What is maintenance planning?
Maintenance planning is the process of scheduling, organizing, and coordinating maintenance activities to ensure that equipment and facilities remain in good working order and can be used reliably.
Maintenance planning typically includes identifying equipment requiring maintenance, establishing a maintenance schedule, implementing a tracking system for maintenance tasks, coordinating with maintenance teams, and managing maintenance-related costs.
What is the difference between preventive, predictive, and corrective maintenance?
- Corrective maintenance is performed after a failure has occurred. It involves repairing or replacing faulty components to restore equipment to normal operation.
- Preventive maintenance aims to avoid breakdowns, as equipment failures can be costly—both in terms of operations and service quality. It is carried out according to maintenance cycles, while adhering to regulatory constraints and maintenance standards for different types of equipment.
- Predictive maintenance seeks to anticipate failures before they occur by analyzing data such as wear measurement history, obtained, for example, through connected sensors (IoT). This helps estimate the remaining useful life (RUL) of equipment. The goal is to schedule maintenance operations as precisely as possible based on detected wear or anomalies.
How can decision mathematics help optimize maintenance?
Optimization techniques are highly suited to these complex, highly constrained, and combinatorial challenges. EURODECISION, an expert in artificial intelligence and decision mathematics, has been addressing maintenance-related issues for many years. These include maintenance planning to minimize operational impact, sizing maintenance resources, asset management, predictive maintenance, and fault diagnostics.
What approaches does EURODECISION use to address maintenance challenges?
Maintenance planning problems are best solved using operations research techniques. However, approaches based on machine learning and BRMS (rule-based systems) are better suited for predictive maintenance, anomaly detection, and diagnostic support. For example, machine learning is particularly effective for time-series forecasting, which we use in our models to predict remaining time before failure.
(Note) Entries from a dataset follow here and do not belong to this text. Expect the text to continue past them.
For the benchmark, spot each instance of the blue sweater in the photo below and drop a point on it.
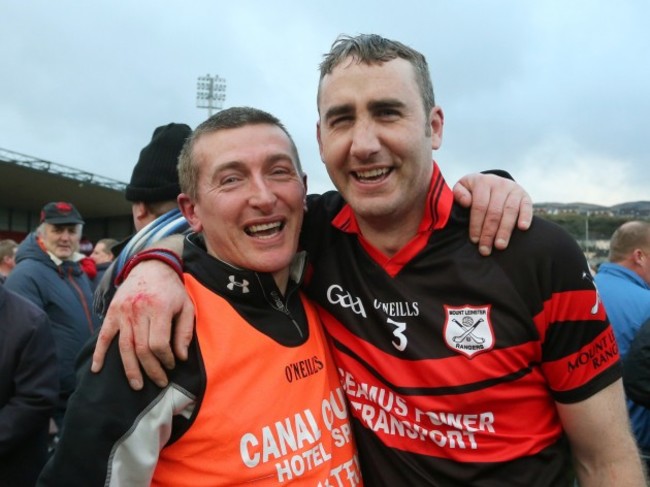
(627, 300)
(64, 293)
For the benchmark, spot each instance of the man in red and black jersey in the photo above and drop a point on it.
(459, 369)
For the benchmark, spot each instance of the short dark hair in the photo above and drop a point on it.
(628, 237)
(231, 118)
(374, 49)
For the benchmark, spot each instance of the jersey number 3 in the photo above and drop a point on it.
(401, 341)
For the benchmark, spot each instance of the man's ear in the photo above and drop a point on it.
(188, 209)
(320, 143)
(140, 214)
(436, 123)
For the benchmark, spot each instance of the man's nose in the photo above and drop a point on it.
(262, 195)
(365, 141)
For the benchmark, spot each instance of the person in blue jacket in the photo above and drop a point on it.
(624, 286)
(48, 273)
(29, 387)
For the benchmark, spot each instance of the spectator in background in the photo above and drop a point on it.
(7, 258)
(29, 387)
(47, 274)
(624, 287)
(102, 255)
(152, 191)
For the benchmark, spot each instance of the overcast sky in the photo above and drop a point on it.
(557, 92)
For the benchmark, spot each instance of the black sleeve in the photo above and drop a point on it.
(636, 367)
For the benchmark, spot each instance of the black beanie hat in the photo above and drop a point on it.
(155, 176)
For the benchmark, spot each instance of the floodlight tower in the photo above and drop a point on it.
(210, 92)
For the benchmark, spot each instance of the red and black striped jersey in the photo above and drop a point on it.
(453, 362)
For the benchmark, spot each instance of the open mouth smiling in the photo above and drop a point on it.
(265, 230)
(372, 175)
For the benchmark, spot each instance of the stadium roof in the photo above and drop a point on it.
(27, 183)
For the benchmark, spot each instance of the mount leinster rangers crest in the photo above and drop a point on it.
(468, 329)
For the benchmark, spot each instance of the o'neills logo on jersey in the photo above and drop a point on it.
(468, 329)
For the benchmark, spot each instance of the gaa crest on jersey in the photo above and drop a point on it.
(468, 329)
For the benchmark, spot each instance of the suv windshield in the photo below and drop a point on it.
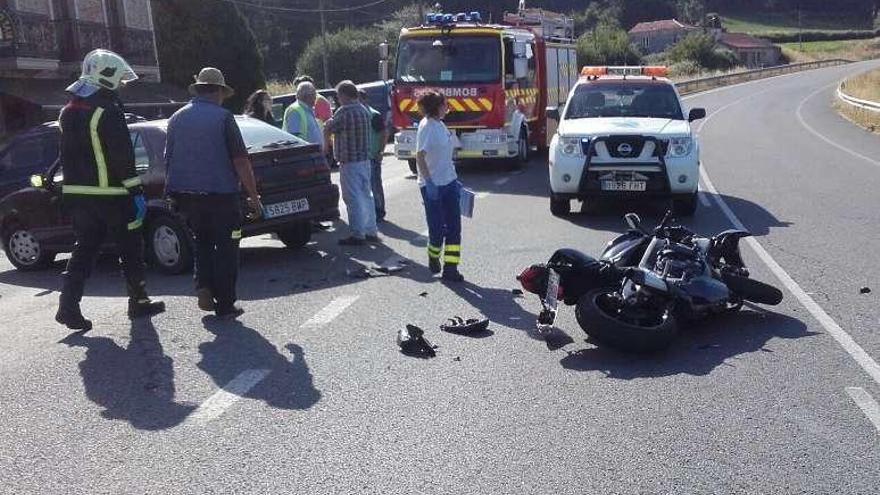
(624, 99)
(449, 59)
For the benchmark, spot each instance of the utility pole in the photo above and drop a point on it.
(800, 30)
(324, 44)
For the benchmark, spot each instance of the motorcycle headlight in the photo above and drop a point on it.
(679, 147)
(573, 146)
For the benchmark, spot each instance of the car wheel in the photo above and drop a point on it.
(170, 246)
(24, 250)
(297, 236)
(559, 207)
(685, 205)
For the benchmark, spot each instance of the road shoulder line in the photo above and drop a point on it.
(839, 334)
(866, 403)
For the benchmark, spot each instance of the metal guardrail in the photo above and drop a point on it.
(706, 83)
(873, 106)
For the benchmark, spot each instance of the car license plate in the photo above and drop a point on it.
(286, 208)
(624, 185)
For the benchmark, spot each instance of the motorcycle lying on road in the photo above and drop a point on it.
(646, 283)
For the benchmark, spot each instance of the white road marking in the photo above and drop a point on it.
(821, 136)
(331, 311)
(224, 398)
(866, 403)
(839, 334)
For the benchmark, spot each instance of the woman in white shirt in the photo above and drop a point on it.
(440, 187)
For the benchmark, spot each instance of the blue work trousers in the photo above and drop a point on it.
(354, 179)
(444, 223)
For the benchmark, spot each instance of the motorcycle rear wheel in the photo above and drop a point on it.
(601, 321)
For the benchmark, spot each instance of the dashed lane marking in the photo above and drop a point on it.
(330, 312)
(839, 334)
(866, 403)
(224, 398)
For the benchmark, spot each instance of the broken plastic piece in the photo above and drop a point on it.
(459, 325)
(412, 342)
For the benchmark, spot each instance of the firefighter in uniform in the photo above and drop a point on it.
(102, 192)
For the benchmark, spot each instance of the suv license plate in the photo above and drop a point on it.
(286, 208)
(624, 185)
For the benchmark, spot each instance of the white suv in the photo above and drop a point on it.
(623, 132)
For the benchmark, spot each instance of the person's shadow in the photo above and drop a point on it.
(237, 349)
(699, 348)
(499, 305)
(134, 384)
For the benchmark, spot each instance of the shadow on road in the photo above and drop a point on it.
(266, 271)
(699, 349)
(237, 348)
(133, 384)
(499, 305)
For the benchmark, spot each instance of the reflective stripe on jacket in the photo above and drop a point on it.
(97, 157)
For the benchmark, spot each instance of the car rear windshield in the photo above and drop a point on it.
(258, 135)
(449, 59)
(624, 99)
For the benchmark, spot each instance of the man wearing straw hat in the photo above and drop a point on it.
(206, 165)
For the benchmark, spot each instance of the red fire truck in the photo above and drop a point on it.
(498, 79)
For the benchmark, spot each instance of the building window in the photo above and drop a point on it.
(91, 11)
(33, 6)
(137, 14)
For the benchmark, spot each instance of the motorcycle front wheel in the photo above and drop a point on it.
(618, 326)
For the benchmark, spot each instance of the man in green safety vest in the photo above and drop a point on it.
(102, 191)
(299, 117)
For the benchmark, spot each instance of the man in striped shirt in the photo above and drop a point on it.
(350, 128)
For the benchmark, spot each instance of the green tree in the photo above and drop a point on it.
(191, 34)
(700, 48)
(606, 45)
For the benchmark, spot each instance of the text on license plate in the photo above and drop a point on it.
(285, 208)
(624, 185)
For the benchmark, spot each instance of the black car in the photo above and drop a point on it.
(293, 180)
(29, 153)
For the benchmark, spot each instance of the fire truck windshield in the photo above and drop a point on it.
(449, 59)
(624, 99)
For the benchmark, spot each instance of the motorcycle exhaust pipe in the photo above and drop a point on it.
(752, 290)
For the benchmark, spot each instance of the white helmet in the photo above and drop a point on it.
(102, 69)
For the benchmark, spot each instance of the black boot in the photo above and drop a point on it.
(72, 318)
(434, 265)
(140, 304)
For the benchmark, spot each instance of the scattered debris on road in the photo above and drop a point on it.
(412, 342)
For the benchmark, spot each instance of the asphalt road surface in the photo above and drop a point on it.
(309, 394)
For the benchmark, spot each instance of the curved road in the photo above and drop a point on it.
(309, 394)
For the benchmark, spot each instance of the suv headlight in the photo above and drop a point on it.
(573, 146)
(681, 146)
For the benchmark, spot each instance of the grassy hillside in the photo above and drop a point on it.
(818, 50)
(765, 23)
Additionally, to anticipate failures before they occur, we model asymmetric error functions in neural networks.
Our experts develop algorithms and data analysis, forecasting, planning, and complex process control models for a wide range of challenges.
To learn more about artificial intelligence and decision mathematics for maintenance:
Download the brochure “AI for Maintenance”
Maintenance planning:
- Long-term maintenance planning (assessing maintenance costs for a fleet, anticipating and balancing the maintenance workshop workload, sizing spare equipment inventory),
- Annual planning for preventive maintenance of infrastructure or a fleet,
- Fleet maintenance planning (trains, aircraft, etc.) and vehicle assignment to commercial missions, considering maintenance constraints and operational capacity,
- Verifying compliance of maintenance schedules (mileage counters, time-based counters) using business rules,
- Sizing maintenance teams, sector allocation, and visit planning,
- Optimizing operational planning for nuclear power plant unit outages, accounting for task-related uncertainties, optimizing radiation protection for nuclear power plant maintenance operations.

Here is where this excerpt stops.